Trademarks are symbols, logos, words, or other distinct identifying marks of a brand, product, or service. Trademarks prevent confusion in the marketplace and help consumers identify their trusted or preferred brands, thus engendering goodwill and customer loyalty.

When did trademarks come to be?

The earliest forms of trademarks predate recorded history. Archaeologists have discovered evidence of some kind of trademarking in nearly every civilization. Identifying the maker of, say, a pottery jar, or the owner of a livestock animal, was important to commerce even in ancient times. In the United States, trademarks did not become a federally governed intellectual property right until 1870, though every state had, since colonial times, some form of law or common law to protect genuine brands from imposters. The oldest still-in-use U.S. trademark, registration no. 11210, dates to 1884.

Is there anything that’s commonly misunderstood about the patent process?

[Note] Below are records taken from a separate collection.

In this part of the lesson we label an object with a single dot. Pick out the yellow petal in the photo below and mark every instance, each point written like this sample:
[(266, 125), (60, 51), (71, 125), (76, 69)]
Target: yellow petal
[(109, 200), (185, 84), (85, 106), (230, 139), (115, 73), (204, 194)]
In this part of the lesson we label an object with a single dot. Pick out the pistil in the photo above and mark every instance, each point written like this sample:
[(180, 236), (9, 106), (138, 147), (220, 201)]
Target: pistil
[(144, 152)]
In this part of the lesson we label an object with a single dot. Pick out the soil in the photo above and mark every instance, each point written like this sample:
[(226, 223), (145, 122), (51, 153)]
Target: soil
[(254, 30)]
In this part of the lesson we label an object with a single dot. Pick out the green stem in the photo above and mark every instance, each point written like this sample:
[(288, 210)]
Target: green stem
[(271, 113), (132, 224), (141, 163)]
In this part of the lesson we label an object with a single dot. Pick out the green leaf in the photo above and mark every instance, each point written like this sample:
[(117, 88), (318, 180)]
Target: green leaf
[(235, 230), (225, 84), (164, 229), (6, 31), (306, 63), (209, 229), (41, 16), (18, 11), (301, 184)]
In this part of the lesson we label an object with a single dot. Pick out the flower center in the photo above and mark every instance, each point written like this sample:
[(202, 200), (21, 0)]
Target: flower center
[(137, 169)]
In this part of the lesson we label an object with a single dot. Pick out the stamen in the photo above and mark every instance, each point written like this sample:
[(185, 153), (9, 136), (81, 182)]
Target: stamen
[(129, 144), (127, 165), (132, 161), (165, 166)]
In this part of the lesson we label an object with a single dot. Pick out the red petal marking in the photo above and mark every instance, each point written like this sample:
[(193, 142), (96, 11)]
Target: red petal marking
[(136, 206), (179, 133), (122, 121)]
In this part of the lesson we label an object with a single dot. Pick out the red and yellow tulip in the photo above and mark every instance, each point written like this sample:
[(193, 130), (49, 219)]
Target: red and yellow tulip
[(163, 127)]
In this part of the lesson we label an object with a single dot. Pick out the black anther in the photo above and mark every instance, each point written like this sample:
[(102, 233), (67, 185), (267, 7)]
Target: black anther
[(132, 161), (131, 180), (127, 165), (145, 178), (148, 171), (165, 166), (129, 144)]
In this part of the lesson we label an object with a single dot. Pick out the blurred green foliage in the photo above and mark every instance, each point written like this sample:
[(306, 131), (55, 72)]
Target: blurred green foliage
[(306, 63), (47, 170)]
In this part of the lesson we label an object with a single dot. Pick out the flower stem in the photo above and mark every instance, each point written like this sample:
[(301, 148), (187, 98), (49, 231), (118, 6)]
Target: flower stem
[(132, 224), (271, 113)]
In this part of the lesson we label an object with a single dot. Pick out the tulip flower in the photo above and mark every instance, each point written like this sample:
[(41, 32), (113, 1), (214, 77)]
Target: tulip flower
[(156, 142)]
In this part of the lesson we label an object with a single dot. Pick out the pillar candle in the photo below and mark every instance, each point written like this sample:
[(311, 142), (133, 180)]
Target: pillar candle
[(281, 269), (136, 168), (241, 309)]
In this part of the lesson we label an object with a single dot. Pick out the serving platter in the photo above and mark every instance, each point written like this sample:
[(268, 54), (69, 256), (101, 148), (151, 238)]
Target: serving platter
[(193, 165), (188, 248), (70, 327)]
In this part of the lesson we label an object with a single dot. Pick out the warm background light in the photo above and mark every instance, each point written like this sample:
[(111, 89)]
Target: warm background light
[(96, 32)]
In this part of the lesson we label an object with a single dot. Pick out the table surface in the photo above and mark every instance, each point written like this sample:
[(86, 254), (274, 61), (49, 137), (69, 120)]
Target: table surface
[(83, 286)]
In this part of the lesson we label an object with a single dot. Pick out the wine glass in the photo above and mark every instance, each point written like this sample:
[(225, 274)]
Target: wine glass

Perhaps one common misconception is that you can patent an idea. While ideas can be incredibly powerful and unique, they are not necessarily “inventions” until they reach a certain level of development, which often requires creating prototypes and testing. A patent application must describe an invention in such detail that it could be made and used by someone who has normal skill in the technological area of the invention. We call that “reduction to practice” at the USPTO, and it means you’ve got an invention and not just an idea!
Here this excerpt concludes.